Monday, March 06, 2006

Redex is cool

I hadn't looked at PLT Redex since its pre-publication days, but yesterday I started using it to implement my draft model for Topsl, the programming language for implementing online surveys. I couldn't believe how easy it was! I expected it to take quite a while, but within an hour I had a working operational model of core Scheme, and half an hour later I had the entire grammar of Topsl and even a few nice abstractions. I haven't quite finished the implementation yet, but it's been surprisingly painless.

Of course, it helps to have a good understanding of macrological* pattern-matching and template instantiation, capture-avoiding substitution, and Felleisen-style context-sensitive reduction semantics, so you might say I'm uniquely suited to use the tool. Regardless, I'm very impressed.

* This is a very silly adjective. Please don't ever use it. Someone could get hurt.

3 comments:

Sam Tobin-Hochstadt said...

Wait, I thought the PLT-Redex pattern matching was match.ss-based, rather than macrological.

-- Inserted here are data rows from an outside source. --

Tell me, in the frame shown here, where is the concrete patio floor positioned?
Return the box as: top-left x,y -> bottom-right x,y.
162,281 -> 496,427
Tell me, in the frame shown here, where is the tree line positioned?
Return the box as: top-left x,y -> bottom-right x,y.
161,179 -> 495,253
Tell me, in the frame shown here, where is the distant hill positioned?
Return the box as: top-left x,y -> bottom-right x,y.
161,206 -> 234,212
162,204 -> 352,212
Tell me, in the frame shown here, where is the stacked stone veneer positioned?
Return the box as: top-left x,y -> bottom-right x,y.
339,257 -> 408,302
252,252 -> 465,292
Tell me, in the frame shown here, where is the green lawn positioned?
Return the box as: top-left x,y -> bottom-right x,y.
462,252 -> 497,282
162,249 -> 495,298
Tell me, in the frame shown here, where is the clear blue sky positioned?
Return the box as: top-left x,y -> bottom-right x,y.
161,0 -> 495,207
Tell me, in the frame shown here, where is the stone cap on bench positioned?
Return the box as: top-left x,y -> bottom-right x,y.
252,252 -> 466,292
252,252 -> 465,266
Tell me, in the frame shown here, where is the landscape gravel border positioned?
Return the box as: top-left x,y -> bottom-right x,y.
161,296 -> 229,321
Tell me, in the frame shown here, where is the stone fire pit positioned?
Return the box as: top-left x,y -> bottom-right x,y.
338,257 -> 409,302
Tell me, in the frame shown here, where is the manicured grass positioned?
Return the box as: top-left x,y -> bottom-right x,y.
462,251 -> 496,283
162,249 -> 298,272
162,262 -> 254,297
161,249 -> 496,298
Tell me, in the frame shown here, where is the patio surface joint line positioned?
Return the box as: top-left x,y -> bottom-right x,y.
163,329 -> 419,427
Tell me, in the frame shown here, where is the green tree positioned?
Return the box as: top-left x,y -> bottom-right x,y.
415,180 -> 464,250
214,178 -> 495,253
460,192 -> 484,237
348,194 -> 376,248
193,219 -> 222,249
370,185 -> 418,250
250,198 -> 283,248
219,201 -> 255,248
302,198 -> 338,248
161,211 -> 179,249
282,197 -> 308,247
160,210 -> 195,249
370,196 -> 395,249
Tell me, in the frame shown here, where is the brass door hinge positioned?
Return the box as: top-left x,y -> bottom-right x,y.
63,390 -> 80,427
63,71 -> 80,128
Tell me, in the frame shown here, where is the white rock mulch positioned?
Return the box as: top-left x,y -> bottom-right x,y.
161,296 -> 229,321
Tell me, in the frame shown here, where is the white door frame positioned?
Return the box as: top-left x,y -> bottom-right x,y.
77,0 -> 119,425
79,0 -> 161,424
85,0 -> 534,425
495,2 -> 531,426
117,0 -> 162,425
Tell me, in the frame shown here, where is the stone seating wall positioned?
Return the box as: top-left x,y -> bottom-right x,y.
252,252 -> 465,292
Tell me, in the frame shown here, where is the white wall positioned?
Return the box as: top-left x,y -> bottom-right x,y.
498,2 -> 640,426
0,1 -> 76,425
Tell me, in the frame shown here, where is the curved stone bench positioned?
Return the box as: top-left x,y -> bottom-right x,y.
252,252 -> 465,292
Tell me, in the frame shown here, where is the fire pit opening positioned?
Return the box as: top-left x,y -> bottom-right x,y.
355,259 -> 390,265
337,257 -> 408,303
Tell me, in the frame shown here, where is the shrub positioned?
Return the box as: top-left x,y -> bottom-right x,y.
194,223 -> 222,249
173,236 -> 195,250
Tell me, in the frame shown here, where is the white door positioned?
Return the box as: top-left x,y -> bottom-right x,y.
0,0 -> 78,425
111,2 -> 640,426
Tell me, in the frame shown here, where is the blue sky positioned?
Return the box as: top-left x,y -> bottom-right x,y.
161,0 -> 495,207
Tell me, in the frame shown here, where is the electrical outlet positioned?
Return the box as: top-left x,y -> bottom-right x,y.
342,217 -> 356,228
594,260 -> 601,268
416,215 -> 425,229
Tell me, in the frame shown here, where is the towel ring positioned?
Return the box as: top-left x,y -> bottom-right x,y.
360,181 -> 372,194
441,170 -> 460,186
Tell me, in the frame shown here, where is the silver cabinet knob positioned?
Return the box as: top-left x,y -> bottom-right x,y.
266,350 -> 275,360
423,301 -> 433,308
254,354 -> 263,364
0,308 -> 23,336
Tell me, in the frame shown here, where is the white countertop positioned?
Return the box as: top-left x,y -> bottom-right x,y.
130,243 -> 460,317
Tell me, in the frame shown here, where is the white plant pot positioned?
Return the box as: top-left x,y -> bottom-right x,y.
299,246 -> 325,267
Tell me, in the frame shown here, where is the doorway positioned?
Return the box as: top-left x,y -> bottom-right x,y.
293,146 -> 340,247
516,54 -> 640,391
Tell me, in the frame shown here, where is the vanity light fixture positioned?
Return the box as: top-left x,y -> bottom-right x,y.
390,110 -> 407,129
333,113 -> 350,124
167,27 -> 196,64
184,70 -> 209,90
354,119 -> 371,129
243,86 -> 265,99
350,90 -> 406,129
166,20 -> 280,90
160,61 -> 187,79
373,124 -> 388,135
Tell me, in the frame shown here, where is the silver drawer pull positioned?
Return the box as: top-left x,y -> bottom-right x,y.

And yes, I wrote this comment just to use the word "macrological".

Dave Herman said...

It uses match.ss, yes, but I meant that it uses a macrological (cough) style. The "term" form is like "syntax", and redex has automatic template variable substitution that's more like syntax-rules than unquoting.

Robby Findler said...

I just came across this, but I wanted to point out that redex's pattern matcher uses match.ss to parse the patterns (for the purpose of compiling them), but that's it. The pattern matcher itself is different than match.ss's; it produces all possible matches for things with, say, repeated ellipses. Plus, it draws from grammars that might be ambiguous, etc.